Apesar da sofisticação tecnológica, o sistema também acumula controvérsias. Alguns modelos, especialmente os equipados com versões a seco, enfrentaram problemas de durabilidade e confiabilidade. Outros, no entanto, se destacam pela robustez e pela resposta esportiva. Em ambos os cenários, o custo de produção e de manutenção tende a ser mais alto devido à complexidade do conjunto.
Como funciona o câmbio de dupla embreagem?
Diferentemente de um câmbio automático convencional, que utiliza um conversor de torque, o sistema de dupla embreagem opera com duas embreagens independentes. Uma delas é responsável pelas marchas ímpares (1ª, 3ª, 5ª…) e a outra pelas marchas pares (2ª, 4ª, 6ª…).
O grande diferencial reside no fato de que, enquanto o veículo trafega em uma marcha, a próxima já fica pré-engatada na embreagem oposta. No momento da troca, o módulo eletrônico simplesmente alterna o acoplamento entre as embreagens, garantindo uma mudança quase instantânea e suave. Essa transmissão pode operar de forma totalmente automatizada, com trocas controladas eletronicamente, ou em modo manual, permitindo ao motorista selecionar as marchas por meio da alavanca ou das borboletas no volante (paddle shifters), dependendo do modelo e fabricante.
Tipos de DCT e o polêmico PowerShift da Ford
Existem dois principais tipos de sistemas DCT, que se diferenciam pelo método de funcionamento da embreagem:
- Embreagem a seco: Mais compacta e leve, não utiliza óleo para refrigeração. Pode ser mais suscetível a superaquecimento e desgaste em condições de tráfego intenso ou uso severo.
- Embreagem banhada a óleo (úmida): Utiliza óleo para refrigeração e lubrificação, o que geralmente confere maior capacidade de torque, durabilidade e resistência ao superaquecimento.

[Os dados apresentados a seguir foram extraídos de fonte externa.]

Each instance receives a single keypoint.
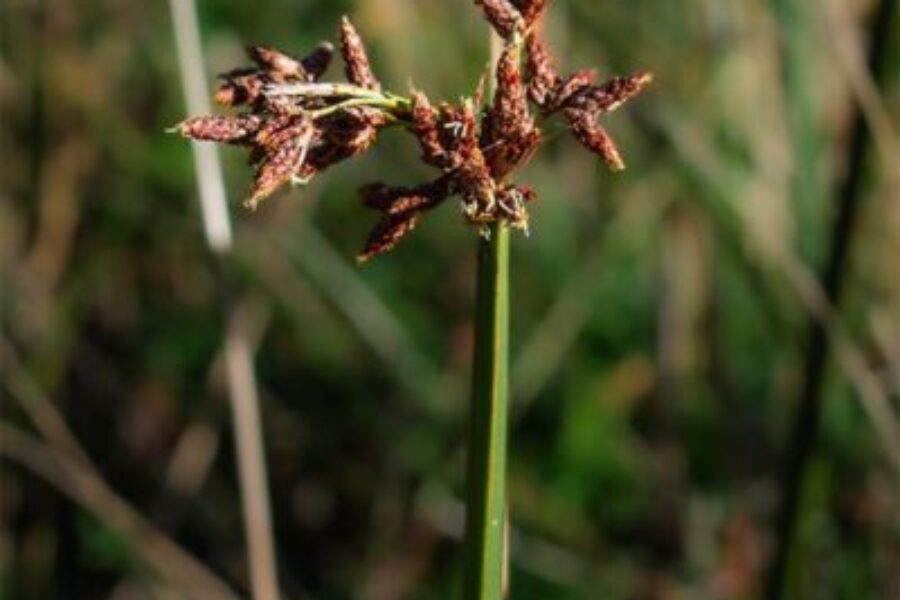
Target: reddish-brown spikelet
(295, 131)
(281, 161)
(530, 9)
(229, 130)
(316, 62)
(612, 94)
(278, 65)
(574, 84)
(509, 114)
(356, 61)
(509, 135)
(593, 137)
(540, 73)
(424, 126)
(387, 233)
(401, 207)
(503, 16)
(241, 86)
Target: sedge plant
(296, 125)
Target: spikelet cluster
(297, 126)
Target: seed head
(296, 126)
(356, 61)
(503, 16)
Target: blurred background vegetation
(663, 319)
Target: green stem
(486, 477)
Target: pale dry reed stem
(239, 360)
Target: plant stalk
(486, 477)
(804, 437)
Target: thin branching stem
(486, 478)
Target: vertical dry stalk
(242, 394)
(805, 428)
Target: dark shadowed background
(667, 323)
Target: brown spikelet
(356, 61)
(282, 162)
(530, 9)
(574, 84)
(509, 136)
(297, 126)
(401, 207)
(509, 114)
(316, 62)
(612, 94)
(424, 126)
(503, 16)
(229, 130)
(540, 73)
(242, 86)
(387, 233)
(593, 137)
(278, 65)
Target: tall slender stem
(807, 420)
(486, 477)
(241, 377)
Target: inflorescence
(297, 126)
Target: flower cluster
(297, 126)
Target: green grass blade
(486, 477)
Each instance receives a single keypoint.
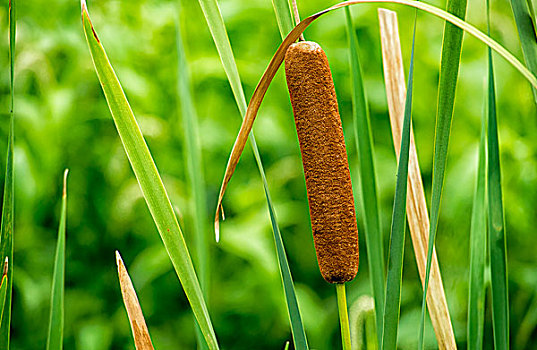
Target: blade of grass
(478, 249)
(368, 178)
(6, 229)
(195, 175)
(277, 59)
(362, 323)
(343, 316)
(55, 329)
(284, 16)
(497, 239)
(149, 180)
(449, 72)
(417, 215)
(3, 289)
(140, 333)
(218, 30)
(397, 235)
(526, 32)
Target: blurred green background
(62, 121)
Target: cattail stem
(343, 316)
(297, 18)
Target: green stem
(343, 316)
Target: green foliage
(220, 38)
(392, 304)
(63, 121)
(478, 248)
(149, 180)
(368, 178)
(449, 73)
(56, 324)
(6, 226)
(497, 239)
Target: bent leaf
(279, 55)
(149, 180)
(218, 30)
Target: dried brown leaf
(418, 217)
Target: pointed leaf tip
(119, 260)
(65, 173)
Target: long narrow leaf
(149, 180)
(6, 229)
(277, 59)
(497, 239)
(218, 30)
(140, 333)
(55, 329)
(526, 32)
(397, 235)
(368, 178)
(3, 290)
(195, 175)
(284, 16)
(417, 215)
(478, 249)
(449, 72)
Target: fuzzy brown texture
(324, 157)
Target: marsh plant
(348, 156)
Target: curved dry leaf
(140, 333)
(278, 57)
(418, 218)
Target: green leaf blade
(3, 293)
(6, 229)
(526, 31)
(55, 330)
(368, 179)
(478, 250)
(218, 30)
(449, 72)
(398, 228)
(149, 180)
(497, 238)
(195, 174)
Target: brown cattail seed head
(324, 157)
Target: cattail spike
(324, 157)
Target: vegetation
(152, 192)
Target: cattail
(324, 158)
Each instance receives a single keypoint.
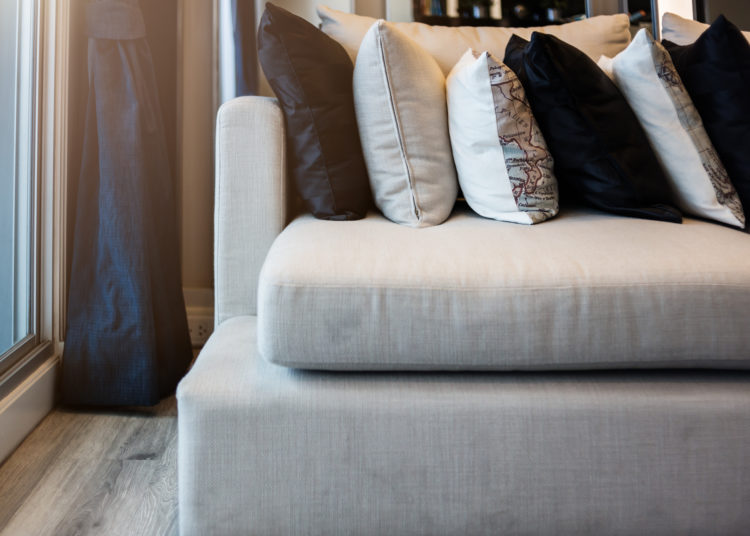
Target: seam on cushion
(503, 365)
(314, 124)
(511, 289)
(397, 119)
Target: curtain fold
(127, 340)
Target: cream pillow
(602, 35)
(645, 74)
(504, 166)
(682, 31)
(399, 99)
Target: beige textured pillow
(681, 31)
(604, 35)
(399, 99)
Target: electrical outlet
(201, 327)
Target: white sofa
(659, 446)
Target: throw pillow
(683, 31)
(606, 34)
(399, 97)
(646, 75)
(601, 154)
(716, 73)
(504, 166)
(311, 74)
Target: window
(18, 156)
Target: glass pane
(16, 170)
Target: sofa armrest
(250, 199)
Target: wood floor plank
(83, 473)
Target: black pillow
(716, 73)
(602, 156)
(311, 75)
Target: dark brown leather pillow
(311, 75)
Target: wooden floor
(82, 473)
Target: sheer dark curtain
(127, 340)
(245, 52)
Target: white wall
(196, 143)
(197, 129)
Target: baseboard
(199, 303)
(26, 405)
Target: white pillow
(684, 31)
(645, 74)
(504, 166)
(605, 34)
(399, 99)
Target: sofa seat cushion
(585, 291)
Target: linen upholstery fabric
(580, 292)
(311, 75)
(595, 36)
(399, 97)
(268, 450)
(716, 73)
(504, 166)
(251, 198)
(683, 31)
(601, 154)
(646, 75)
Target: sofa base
(269, 450)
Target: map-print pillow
(646, 75)
(504, 166)
(602, 157)
(716, 72)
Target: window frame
(48, 166)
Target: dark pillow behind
(602, 155)
(311, 75)
(716, 73)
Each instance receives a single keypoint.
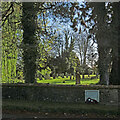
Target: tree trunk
(29, 42)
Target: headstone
(92, 94)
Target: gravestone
(92, 94)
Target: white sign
(93, 94)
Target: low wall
(59, 93)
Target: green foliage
(59, 80)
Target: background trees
(59, 37)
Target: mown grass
(50, 107)
(61, 81)
(67, 81)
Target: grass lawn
(60, 109)
(59, 80)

Um dos exemplos mais notórios de problemas envolvendo câmbios de dupla embreagem é o PowerShift, da Ford. Equipando modelos como Focus, Fiesta e EcoSport, o sistema utilizava embreagens secas e apresentou falhas recorrentes, como trancos nas trocas, superaquecimento, desgaste prematuro e dificuldade de engate. As reclamações resultaram em ações judiciais e programas de recall em vários países, inclusive no Brasil. O caso manchou a reputação da tecnologia no mercado nacional, levando muitos consumidores a associar o câmbio de dupla embreagem à falta de confiabilidade, o que nem sempre reflete a realidade técnica do sistema. Apesar da má fama, alguns modelos atuais ainda utilizam esse tipo de transmissão, como o Hyundai Creta Ultimate, que, mesmo antes de chegar às ruas, já enfrentava desconfiança do público por conta do tipo de câmbio.

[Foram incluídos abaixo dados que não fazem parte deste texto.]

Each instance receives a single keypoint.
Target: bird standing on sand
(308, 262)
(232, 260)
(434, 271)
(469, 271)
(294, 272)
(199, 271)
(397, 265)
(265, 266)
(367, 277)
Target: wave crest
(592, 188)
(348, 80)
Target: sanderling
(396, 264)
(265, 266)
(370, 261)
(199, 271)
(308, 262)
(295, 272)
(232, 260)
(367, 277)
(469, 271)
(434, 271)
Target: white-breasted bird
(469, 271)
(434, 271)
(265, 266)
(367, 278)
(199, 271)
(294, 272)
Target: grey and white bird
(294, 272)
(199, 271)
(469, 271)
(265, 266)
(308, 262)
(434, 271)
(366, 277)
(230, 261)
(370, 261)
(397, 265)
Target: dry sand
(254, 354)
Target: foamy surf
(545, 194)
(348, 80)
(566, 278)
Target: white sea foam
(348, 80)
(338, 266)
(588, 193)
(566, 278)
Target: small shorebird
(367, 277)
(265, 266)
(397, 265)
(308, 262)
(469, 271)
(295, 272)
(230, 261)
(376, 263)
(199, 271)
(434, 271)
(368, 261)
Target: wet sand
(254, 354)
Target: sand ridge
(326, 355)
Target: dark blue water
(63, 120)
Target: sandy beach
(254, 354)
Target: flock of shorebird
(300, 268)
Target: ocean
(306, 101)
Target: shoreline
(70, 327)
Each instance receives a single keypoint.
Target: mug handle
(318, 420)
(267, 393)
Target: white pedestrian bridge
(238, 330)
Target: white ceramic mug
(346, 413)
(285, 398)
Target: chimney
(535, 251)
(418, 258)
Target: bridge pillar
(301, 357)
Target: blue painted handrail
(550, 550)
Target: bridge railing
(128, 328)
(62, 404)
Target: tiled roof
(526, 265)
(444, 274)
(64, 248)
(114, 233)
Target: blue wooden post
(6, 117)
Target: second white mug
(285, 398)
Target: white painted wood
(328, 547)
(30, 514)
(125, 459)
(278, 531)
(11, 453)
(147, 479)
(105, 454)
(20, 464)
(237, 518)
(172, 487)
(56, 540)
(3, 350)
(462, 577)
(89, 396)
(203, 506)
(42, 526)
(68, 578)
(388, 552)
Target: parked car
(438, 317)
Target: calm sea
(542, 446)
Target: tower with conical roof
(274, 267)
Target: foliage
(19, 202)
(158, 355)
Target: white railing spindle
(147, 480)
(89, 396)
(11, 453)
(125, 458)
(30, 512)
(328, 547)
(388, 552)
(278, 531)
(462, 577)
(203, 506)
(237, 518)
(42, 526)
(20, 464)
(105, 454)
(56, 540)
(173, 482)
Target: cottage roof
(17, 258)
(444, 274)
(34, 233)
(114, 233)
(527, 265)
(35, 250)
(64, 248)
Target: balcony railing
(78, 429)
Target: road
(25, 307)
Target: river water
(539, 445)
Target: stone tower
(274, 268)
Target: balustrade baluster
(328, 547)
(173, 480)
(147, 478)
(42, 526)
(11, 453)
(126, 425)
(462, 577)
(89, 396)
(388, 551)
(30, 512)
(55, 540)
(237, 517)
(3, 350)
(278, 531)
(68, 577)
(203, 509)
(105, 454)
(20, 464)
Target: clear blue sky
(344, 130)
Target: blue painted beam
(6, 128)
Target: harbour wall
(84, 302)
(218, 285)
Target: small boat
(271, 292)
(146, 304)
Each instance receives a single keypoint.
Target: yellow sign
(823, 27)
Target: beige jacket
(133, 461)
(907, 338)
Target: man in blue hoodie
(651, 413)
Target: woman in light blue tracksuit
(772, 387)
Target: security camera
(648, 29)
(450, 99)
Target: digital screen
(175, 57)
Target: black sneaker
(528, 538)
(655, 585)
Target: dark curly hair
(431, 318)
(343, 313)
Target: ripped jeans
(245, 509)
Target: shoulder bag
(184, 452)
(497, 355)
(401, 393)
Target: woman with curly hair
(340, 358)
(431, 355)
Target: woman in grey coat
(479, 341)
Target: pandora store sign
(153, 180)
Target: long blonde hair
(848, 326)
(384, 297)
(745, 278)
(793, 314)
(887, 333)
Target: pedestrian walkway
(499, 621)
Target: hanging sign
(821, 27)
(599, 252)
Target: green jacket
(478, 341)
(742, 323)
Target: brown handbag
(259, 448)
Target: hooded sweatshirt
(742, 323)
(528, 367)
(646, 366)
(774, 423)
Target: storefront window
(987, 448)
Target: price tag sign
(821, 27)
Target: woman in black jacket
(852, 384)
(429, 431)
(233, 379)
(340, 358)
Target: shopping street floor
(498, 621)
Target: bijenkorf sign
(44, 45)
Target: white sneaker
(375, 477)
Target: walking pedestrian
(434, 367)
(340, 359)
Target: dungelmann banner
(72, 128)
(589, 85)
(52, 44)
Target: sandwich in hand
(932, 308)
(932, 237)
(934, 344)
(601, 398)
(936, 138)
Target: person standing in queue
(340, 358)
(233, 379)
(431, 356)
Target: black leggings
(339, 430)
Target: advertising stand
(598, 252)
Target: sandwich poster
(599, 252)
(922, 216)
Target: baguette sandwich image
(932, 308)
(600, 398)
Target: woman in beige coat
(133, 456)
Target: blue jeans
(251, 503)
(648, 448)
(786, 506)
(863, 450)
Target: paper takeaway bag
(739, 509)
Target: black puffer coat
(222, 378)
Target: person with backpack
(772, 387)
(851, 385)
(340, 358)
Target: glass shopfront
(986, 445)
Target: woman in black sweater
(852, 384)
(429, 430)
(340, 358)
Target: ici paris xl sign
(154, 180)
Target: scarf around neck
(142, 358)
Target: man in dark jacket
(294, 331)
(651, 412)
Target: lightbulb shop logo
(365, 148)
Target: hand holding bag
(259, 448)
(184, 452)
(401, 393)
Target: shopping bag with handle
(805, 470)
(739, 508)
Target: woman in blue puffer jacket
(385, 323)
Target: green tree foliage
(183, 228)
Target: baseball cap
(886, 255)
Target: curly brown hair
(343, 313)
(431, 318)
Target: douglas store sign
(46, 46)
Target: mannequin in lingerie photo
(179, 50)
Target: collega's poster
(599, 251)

Câmbios banhados a óleo: a reputação em alta
Enquanto o PowerShift trouxe dores de cabeça, outros sistemas de dupla embreagem se consolidaram como referência em desempenho e confiabilidade – em sua maioria, os modelos banhados a óleo. Entre os exemplos bem-sucedidos estão o PDK da Porsche, amplamente utilizado nos modelos esportivos da marca, e o DSG da Volkswagen, que, apesar de ter tido problemas nas primeiras versões secas, passou a adotar versões úmidas mais confiáveis. Atualmente, há modelos à venda no mercado brasileiro equipados com esse tipo de sistema, como o Renault Kardian e os Caoa Chery Tiggo 7 Pro Max Drive e Tiggo 8 Pro.
Vantagens e os cuidados essenciais com o sistema
Entre as principais vantagens do câmbio de dupla embreagem, destacam-se:
- Eficiência: Proporciona menor perda de energia do motor para as rodas.
- Economia de combustível: Contribui para um consumo mais eficiente.
- Resposta esportiva: Oferece trocas de marcha extremamente rápidas e suaves, melhorando a performance.
Por outro lado, trata-se de um sistema caro e sensível, que exige manutenção criteriosa e especializada. Qualquer falha pode gerar prejuízos altos, e nem todo mecânico está apto a trabalhar com esse tipo de tecnologia, devido à sua complexidade eletrônica e mecânica. A atenção à manutenção preventiva e a escolha de oficinas especializadas são cruciais para a longevidade e bom funcionamento dos câmbios DCT.